Policy

California's privacy law was supposed to be a model. Then lobbyists got to work.

As states have hit the gas on privacy laws in the last year, industry is winning more concessions — and consumer groups are sounding the alarm.

CALIFORNIA, USA - JANUARY 20: A heavy police and California National Guard presence was on display around California State Capitol during Joe Biden's inauguration ceremony, on January 20, 2021 in Sacramento, California, United States. (Photo by Neal Waters/Anadolu Agency via Getty Images)

Critics say that each insufficient privacy bill that passes lowers the bar even more for what comes after — including possibly a national approach.

Photo: Neal Waters/Anadolu Agency via Getty Images

One morning back in February, Utah state Sen. Kirk Cullimore introduced an updated version of the bill that would soon become the state’s digital privacy law. His measure would be simpler for consumers and less burdensome for business than the California rules that have come to define state privacy in the U.S., the Republican told his fellow members of the tax committee.

Then Cullimore turned the session over to a lawyer from an obscure but powerful industry-backed lobbying group, explaining that the group had helped write the bill and could explain its merits.

“I really want to be upfront about this and my hope that a Utah model could be copied in other states,” Anton van Seventer, of the State Privacy and Security Coalition, told the legislators. “It could serve as the most updated and streamlined model for state privacy legislation in the U.S. today.”

California’s privacy bill, which passed in 2018, was a blow by consumer advocates against tech companies. Because of the state’s size and first-mover advantage, it helped establish what the advocates hoped would be the beginning of a national standard creating consumer protections — even as companies grumbled it overreached and was confusing.

In the last year, however, three more states have passed privacy bills, often with more input from industry, especially from the SPSC and its members, than California took. As a result, consumer groups and even Apple, a former member of the group, have begun ringing alarms. The critics say the new wave of bills has watered down user protections against targeted advertising or incorrect data, and that each insufficient bill that passes lowers the bar even more for what comes after — including possibly a national approach.

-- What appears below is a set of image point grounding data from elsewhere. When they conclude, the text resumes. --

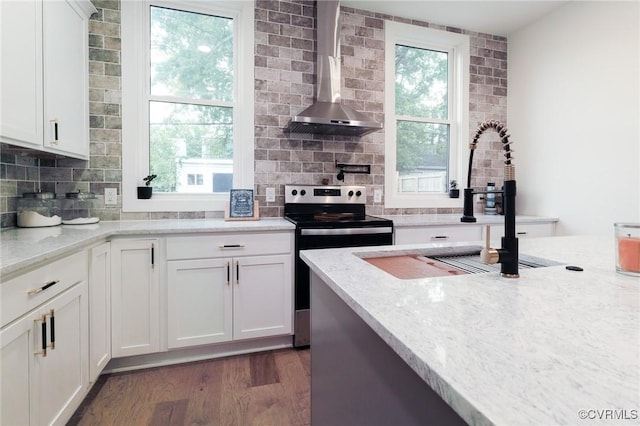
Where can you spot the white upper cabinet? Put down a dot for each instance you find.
(45, 102)
(21, 67)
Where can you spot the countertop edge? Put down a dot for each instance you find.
(108, 230)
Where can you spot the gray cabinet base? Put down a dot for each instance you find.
(357, 379)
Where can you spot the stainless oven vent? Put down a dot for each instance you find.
(328, 115)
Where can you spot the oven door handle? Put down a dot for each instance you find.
(347, 231)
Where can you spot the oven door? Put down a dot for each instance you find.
(319, 238)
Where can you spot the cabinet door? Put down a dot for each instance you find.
(21, 70)
(61, 378)
(65, 79)
(99, 309)
(262, 296)
(16, 353)
(135, 298)
(199, 302)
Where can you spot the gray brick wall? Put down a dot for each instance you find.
(284, 85)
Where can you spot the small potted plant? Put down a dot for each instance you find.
(144, 192)
(454, 192)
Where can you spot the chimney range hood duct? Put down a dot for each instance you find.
(328, 115)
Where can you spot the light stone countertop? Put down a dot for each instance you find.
(400, 221)
(22, 248)
(534, 350)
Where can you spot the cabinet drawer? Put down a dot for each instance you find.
(25, 292)
(435, 234)
(524, 230)
(226, 245)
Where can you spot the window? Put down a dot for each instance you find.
(426, 116)
(185, 68)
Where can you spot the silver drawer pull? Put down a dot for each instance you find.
(43, 288)
(226, 246)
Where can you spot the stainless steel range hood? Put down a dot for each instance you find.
(328, 115)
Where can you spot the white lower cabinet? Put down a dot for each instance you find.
(436, 234)
(135, 297)
(200, 303)
(44, 353)
(99, 309)
(221, 299)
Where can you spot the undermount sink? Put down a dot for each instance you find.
(442, 262)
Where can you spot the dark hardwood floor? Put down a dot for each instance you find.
(268, 388)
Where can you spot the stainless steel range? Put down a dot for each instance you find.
(327, 217)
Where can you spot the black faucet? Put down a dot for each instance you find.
(507, 256)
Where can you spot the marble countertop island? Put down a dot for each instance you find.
(551, 347)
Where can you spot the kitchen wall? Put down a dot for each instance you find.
(574, 115)
(284, 82)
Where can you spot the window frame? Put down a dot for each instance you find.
(136, 96)
(458, 47)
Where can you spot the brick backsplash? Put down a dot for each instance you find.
(284, 85)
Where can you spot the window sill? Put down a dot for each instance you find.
(429, 201)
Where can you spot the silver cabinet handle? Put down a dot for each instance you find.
(43, 288)
(54, 131)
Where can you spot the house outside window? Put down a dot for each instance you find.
(426, 116)
(186, 66)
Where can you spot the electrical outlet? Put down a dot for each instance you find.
(377, 195)
(271, 195)
(111, 196)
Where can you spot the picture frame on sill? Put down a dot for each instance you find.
(242, 205)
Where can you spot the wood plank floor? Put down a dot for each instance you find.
(267, 388)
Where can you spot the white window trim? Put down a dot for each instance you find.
(135, 134)
(428, 38)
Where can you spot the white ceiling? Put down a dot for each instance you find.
(491, 17)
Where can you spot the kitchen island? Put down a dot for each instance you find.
(551, 347)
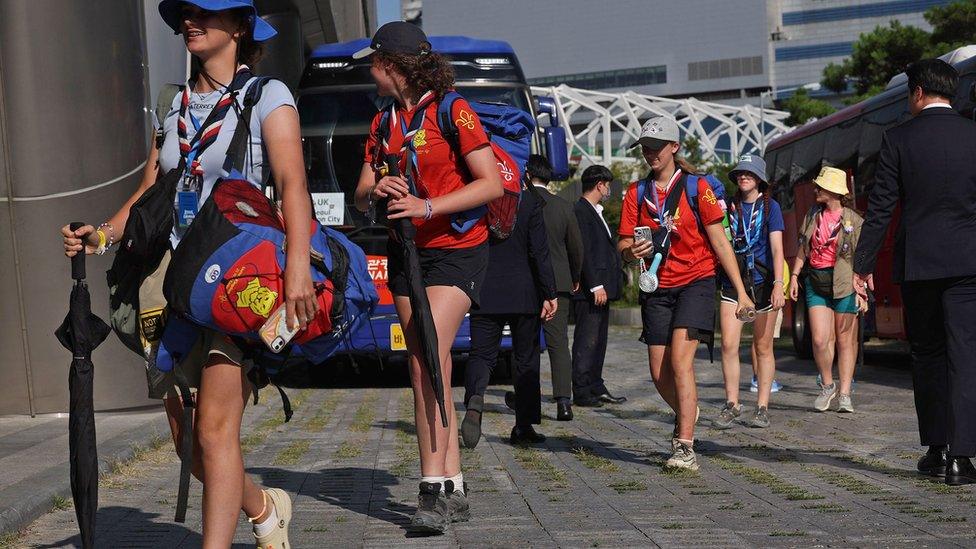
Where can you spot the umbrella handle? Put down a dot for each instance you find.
(78, 261)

From Sacramento to Richmond

The process of undermining California’s comparatively robust protections got a boost last year in Virginia. As legislators in the commonwealth were getting ready to pass the nation’s second online privacy law, some were clear that it was not nearly the attack on tech’s business models that California’s had been. State Sen. David Marsden, a Democrat who introduced the bill, told Protocol during the deliberations that Amazon provided “the first cut of a draft to look at.” He also suggested that business interests from an array of sectors determined the “focus” of the bill, which took inspiration from Washington state’s failed efforts to pass a law, not California’s successes.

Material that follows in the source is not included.